Jo Guldi and David Armitage’s The History Manifesto was published in autumn 2014 by Cambridge University Press. Polemical and forceful, it is a ‘call to arms to historians and everyone interested in the role of history in contemporary society’. Guldi and Armitage argue that historians should think big – addressing long-term processes of historical change, insisting on the contemporary relevance of the past, and striving to engage with public debates and policy-making in the present.
The History Manifesto echoes many of the ideas set out in the first collaborative working paper published by Modern British Studies at Birmingham, and our ongoing conversations with historians in and beyond the academy. It has generated a great deal of welcome discussion about the place of history and the historian in a modern and globalized world. For these reasons we discussed the book as part of our regular reading group.
This blog sets out the immediate responses of the members of faculty and postgraduate research students who participated in that discussion. All these short responses appear unedited. In responding to The History Manifesto in this way, we hope to think seriously and critically about Guldi and Armitage’s ‘call to arms’, and to use it as a prompt for our continued efforts to make Modern British Studies at Birmingham a site of democratic citizenship in the university and beyond.
Responses:
Matt Houlbrook, ‘Big histories, small minds…’

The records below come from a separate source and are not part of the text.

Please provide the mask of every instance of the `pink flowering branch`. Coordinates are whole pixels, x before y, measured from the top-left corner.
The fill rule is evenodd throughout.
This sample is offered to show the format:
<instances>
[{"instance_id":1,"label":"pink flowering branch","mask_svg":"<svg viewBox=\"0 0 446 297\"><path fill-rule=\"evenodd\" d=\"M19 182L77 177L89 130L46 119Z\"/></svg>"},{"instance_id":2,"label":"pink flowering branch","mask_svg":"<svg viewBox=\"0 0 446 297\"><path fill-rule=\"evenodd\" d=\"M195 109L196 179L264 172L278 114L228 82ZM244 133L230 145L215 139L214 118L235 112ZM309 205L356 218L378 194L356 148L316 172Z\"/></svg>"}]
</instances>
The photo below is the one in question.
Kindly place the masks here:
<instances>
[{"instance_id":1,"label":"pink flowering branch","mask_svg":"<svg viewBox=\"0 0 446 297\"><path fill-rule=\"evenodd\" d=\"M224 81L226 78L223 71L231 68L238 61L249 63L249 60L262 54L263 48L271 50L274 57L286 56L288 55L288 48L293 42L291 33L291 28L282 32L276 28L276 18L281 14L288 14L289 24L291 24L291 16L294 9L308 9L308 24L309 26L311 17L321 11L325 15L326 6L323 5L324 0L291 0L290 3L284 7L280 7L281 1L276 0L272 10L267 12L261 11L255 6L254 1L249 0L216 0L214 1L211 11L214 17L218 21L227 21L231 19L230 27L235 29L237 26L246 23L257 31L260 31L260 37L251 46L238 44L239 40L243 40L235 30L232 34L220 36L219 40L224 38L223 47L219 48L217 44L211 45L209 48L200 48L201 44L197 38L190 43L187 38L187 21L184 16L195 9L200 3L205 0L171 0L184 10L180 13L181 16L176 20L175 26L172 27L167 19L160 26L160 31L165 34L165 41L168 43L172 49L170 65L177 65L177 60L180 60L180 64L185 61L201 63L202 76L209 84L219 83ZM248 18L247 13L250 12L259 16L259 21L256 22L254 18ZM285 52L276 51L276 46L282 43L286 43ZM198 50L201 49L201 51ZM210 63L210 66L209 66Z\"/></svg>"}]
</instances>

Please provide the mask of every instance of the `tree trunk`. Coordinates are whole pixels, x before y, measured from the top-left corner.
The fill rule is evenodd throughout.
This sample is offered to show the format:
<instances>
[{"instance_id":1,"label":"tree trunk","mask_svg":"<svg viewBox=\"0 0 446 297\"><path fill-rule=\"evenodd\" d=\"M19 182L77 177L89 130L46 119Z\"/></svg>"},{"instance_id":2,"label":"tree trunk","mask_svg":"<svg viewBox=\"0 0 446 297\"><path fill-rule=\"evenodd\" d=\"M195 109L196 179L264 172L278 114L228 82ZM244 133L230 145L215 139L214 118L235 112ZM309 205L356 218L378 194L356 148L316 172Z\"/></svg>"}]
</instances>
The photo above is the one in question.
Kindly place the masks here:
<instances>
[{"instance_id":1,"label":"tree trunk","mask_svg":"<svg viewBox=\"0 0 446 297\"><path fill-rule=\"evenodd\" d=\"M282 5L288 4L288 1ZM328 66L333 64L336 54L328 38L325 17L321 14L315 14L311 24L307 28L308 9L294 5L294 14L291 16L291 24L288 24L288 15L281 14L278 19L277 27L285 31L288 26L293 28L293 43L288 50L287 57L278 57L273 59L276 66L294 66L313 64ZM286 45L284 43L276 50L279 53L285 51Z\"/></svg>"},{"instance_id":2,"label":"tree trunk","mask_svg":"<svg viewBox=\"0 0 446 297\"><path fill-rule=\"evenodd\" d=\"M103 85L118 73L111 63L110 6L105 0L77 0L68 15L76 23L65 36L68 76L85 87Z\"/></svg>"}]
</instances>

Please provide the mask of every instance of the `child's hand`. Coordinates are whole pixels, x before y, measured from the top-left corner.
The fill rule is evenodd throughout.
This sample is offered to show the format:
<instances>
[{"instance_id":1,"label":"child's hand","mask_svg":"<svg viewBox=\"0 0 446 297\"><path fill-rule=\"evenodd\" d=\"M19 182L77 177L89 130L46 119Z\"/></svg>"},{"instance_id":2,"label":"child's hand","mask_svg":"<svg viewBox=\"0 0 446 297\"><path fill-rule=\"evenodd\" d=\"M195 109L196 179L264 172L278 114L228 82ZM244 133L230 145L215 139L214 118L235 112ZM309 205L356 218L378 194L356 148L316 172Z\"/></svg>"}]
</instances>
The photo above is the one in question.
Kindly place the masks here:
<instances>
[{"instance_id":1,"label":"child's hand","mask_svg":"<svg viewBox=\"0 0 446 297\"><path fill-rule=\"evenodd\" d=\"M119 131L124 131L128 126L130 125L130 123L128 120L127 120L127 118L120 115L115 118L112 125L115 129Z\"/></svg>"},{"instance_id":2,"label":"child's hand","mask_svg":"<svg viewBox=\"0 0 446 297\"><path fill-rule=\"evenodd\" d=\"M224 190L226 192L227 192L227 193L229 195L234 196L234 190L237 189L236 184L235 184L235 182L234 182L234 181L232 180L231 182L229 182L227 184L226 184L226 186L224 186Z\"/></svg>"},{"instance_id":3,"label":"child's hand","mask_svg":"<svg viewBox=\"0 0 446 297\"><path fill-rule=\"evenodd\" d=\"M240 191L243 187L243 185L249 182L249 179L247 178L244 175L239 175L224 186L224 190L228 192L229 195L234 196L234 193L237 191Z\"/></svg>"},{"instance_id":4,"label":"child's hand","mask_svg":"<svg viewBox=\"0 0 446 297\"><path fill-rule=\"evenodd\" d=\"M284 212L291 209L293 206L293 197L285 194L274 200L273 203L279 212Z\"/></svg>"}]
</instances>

David Gange, ‘We simply don’t argue over anything, really, anymore’
Matthew Francis, ‘Historians must ask difficult questions, not merely answer them’
Andrew Jones, ‘The limits of synthesis’
Kate Smith, ‘Frequently asked questions’
Nick Funke, ‘Megalophilia and the historian’
Chris Moores, ‘Embracing the mess’
Chris Hill, ‘Long-term thinking and short-term practice: the historian’s dilemma’
Simon Yarrow, ‘The parable of ends and means, or the sub-optimality of big datasets’
Silas Webb, ‘The historian and the stock market’
Matthew Hilton, ‘Whose manifesto?’
Jonathan Reinarz, ‘Widening engagement with a narrow mind’
Daisy Payling, ‘Thoughts on the History Manifesto Twitter Response’
I’m enjoying these responses, though it would evidently have taken a brave person to say, at that reading group, “Well—er—I quite liked it.” One thing does strike me, however: the near-uniformity of the people writing them (going on the first ten responses). Speaking as a youngish white man from a lower-middle class northern English background, I’d fit right in.
This isn’t a claim to any moral high ground: if the department where I work now produced a collective set of responses we’d look just as white and (mostly) male, though with more people from Scotland and fewer from English provincial cities. It’s a serious problem, and it’s particularly on my mind just now: partly because I’m writing the equality and diversity section of our ‘periodic subject review’ document, partly because I’m convening a new first-year undergrad survey course next term and am painfully aware that the impression we give our students of what a historian looks like is an older white man.
If I raise the point here, it’s with Margot Finn’s admonition in mind, in her response to WP1, about MBS’s choice of interlocutors. Many of these responses argue that The History Manifesto is fixated on the corridors of power, where in fact historians are, as Matt argues, “talking to, and learning from, communities more expansive than the small ‘public’ envisaged by Guldi and Armitage”—and he rightly stresses the ‘learning from‘. This directly echoes the working paper’s ambitions for community engagement, and it has clear implications for the pedagogical project too. But it’s going to be hard for MBS to “enable new forms of public engagement and democratic participation” if the model of doing history it presents, precisely when it’s making a collective intervention in a (public) debate about the public role of history, is one where eight men get to speak for every two women, and the first ten people to have their say are all white.
I will be launching a short research project this Weds (12th Nov) to explore how successful the open access format of The History Manifesto is in fostering engagement. I’m not interested in readers for/ against responses to the longue duree argument, more who is reading it and how many.
While there is a version on the CUP site to annotate, I have been unsuccessful in finding it, so will be asking interesting participants to read it online using collaborative software. The software is eMargin and it lets you write on the text (like notes in the margin). I’m keen to explore people reading together, rather than people reading in isolation. Comments will not be available to the public, just the online reading group you are in.
I’m not a historian, but a qualified librarian who is keen to research the democratisation of knowledge and widening participation through open access.